The story serves to illustrate how destructive and repressive the Empire is for the various planets through the Outer Rim as well as show how few options there are for citizens to rebel. Everyone is constantly monitored and anyone who speaks out against the Empire is taken away never to be seen again.
It’s also clear in this story that Kanan is in love with Hera. They talk about her beauty, but it’s clearly her kunning and courage that he finds most attractive. But Hera is having none of it.
But we also get to understand Kanan’s internal conflict with attachments. While he claims to have rejected the Jedi order, he does his best remain hidden and not to form emotional attachments. Though he clearly resets his Jedi abilities at this point (a clear indication of a lack of guidance during his formative years and guilt for losing his Master), he also is quite selfless in protecting others and shows significant skill in all of his endeavors.

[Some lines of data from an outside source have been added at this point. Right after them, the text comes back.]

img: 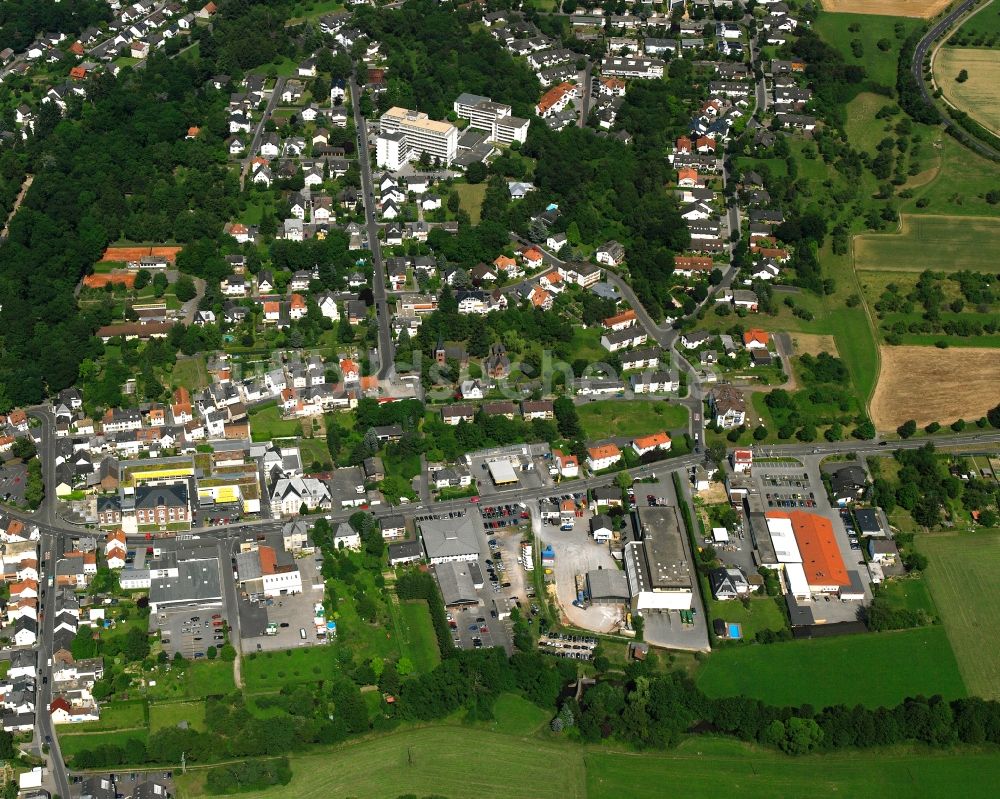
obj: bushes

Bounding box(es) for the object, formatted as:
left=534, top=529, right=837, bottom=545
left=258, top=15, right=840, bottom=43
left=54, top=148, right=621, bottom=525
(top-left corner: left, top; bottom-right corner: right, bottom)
left=205, top=757, right=292, bottom=794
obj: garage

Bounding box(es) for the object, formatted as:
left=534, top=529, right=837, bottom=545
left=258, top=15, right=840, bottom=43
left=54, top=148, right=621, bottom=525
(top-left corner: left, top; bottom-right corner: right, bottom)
left=487, top=460, right=517, bottom=487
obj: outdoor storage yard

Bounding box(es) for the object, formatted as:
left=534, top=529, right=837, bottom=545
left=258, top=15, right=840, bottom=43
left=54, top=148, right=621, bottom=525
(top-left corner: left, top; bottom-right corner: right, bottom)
left=871, top=346, right=1000, bottom=430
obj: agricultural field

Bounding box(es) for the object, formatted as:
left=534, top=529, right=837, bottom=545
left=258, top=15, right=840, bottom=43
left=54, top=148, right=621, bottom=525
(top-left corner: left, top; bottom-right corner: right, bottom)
left=697, top=627, right=966, bottom=708
left=178, top=726, right=587, bottom=799
left=917, top=530, right=1000, bottom=699
left=577, top=400, right=687, bottom=439
left=585, top=738, right=1000, bottom=799
left=948, top=3, right=1000, bottom=47
left=854, top=214, right=1000, bottom=272
left=871, top=346, right=1000, bottom=430
left=815, top=12, right=918, bottom=86
left=822, top=0, right=952, bottom=19
left=934, top=47, right=1000, bottom=133
left=176, top=726, right=1000, bottom=799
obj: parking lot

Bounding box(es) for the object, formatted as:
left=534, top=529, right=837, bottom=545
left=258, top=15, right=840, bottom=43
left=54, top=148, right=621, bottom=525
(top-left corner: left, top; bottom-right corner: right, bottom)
left=753, top=455, right=871, bottom=621
left=239, top=552, right=326, bottom=652
left=151, top=603, right=226, bottom=659
left=531, top=511, right=623, bottom=633
left=0, top=463, right=28, bottom=505
left=538, top=633, right=597, bottom=660
left=470, top=455, right=552, bottom=502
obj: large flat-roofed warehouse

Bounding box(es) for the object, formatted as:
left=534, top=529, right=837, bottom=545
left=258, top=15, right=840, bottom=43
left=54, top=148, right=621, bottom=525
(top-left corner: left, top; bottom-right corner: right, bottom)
left=487, top=459, right=517, bottom=486
left=767, top=511, right=851, bottom=594
left=587, top=569, right=631, bottom=605
left=624, top=506, right=694, bottom=611
left=149, top=553, right=222, bottom=613
left=420, top=514, right=479, bottom=563
left=434, top=561, right=479, bottom=608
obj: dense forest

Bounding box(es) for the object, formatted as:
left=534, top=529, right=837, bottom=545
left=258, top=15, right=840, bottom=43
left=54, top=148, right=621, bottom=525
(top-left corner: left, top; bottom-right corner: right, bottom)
left=0, top=0, right=294, bottom=409
left=0, top=0, right=111, bottom=53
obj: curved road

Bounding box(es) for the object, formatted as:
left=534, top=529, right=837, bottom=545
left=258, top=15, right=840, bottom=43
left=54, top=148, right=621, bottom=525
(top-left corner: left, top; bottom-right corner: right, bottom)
left=910, top=0, right=1000, bottom=159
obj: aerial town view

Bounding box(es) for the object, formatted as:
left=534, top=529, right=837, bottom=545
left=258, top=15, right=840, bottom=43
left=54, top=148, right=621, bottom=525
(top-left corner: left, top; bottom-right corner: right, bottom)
left=0, top=0, right=1000, bottom=799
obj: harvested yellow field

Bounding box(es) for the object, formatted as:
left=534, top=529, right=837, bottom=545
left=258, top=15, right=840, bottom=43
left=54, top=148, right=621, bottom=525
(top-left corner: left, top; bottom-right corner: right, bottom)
left=934, top=47, right=1000, bottom=133
left=871, top=346, right=1000, bottom=430
left=789, top=333, right=838, bottom=355
left=823, top=0, right=953, bottom=19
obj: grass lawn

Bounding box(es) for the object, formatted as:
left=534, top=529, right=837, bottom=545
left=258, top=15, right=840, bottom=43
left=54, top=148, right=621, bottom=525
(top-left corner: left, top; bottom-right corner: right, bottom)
left=64, top=699, right=146, bottom=733
left=900, top=129, right=1000, bottom=217
left=392, top=599, right=441, bottom=674
left=708, top=596, right=788, bottom=641
left=149, top=702, right=205, bottom=732
left=487, top=694, right=552, bottom=735
left=169, top=355, right=210, bottom=393
left=454, top=183, right=486, bottom=225
left=59, top=727, right=149, bottom=760
left=879, top=575, right=940, bottom=620
left=148, top=660, right=236, bottom=700
left=584, top=738, right=1000, bottom=799
left=242, top=644, right=338, bottom=694
left=814, top=13, right=919, bottom=86
left=570, top=327, right=610, bottom=363
left=577, top=400, right=688, bottom=439
left=175, top=724, right=1000, bottom=799
left=296, top=438, right=331, bottom=470
left=917, top=530, right=1000, bottom=699
left=697, top=627, right=966, bottom=708
left=177, top=726, right=586, bottom=799
left=250, top=405, right=302, bottom=441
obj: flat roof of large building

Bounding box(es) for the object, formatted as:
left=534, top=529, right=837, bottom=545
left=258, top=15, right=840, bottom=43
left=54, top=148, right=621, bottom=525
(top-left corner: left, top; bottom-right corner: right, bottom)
left=434, top=561, right=479, bottom=607
left=149, top=558, right=222, bottom=605
left=487, top=460, right=517, bottom=485
left=638, top=505, right=691, bottom=591
left=382, top=106, right=457, bottom=133
left=420, top=514, right=479, bottom=560
left=767, top=510, right=851, bottom=587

Hera seems too focused on being a freedom fighter to give much credence to Kanan’s advances. But it’s clear she also admires him (not quite clear if there’s an attraction).
We see some elements of Kanan and Hera’s relationship in spurts in Rebels, but it’s clear there’s more going on there. AND sparks this interest even more so I hope we get to see where this goes as the series continues.
The setting for AND is on a mining plant and its adjacent asteroid moon Cynda. But the scale of the operations needed are far beyond what would be needed to support a typical star fleet. As the story moves on, the needs for more resources from these planets increases dramatically. What is driving this increase?
The story insinuates its more political gamesmanship between the story’s antagonist and his political adversary. But it could also be the implication of the emergence of the Death Star.
I’ve read a number of Star Wars Expanded Universe books and am a bit partial to the various stories from Timothy Zahn. This book is great on its own, especially if you’ve been watching Rebels. I would actually recommend reading this after seeing the first season of Rebels as it helps to understand context a bit better. I’m not sure how much someone who isn’t familiar with these characters would take to them without understanding a bit more about them. But certainly by the middle of it, you’re fully immersed. You get a good dose of Imperial boorishness, but also get quite a lot of rebelliousness from Kanan, Hera, and others. There’s even some comedy.
What’s most notable in this is the lack of a Jedi. If the point of Jedi are to confront empowered evil, then this story definitely needs one. This is also the point, however. The biggest takeaway of this story is the role that Jedi can play holding evil – driven by rather petty ambitions – in check. We see, throughout the story, was Kanan’s drive not to expose himself – either for protection or of fear (perhaps not not measuring up?).
This all contrasts with the heroism he displays on Rebels and his decision to expose himself as a “Jedi” (kinda, but not). We see continued heroism and him staying with the Rebel family. We love this Kanan. The Kanan in this book is a bit younger and more at odds with his past. And that’s perhaps the most interesting part of this story.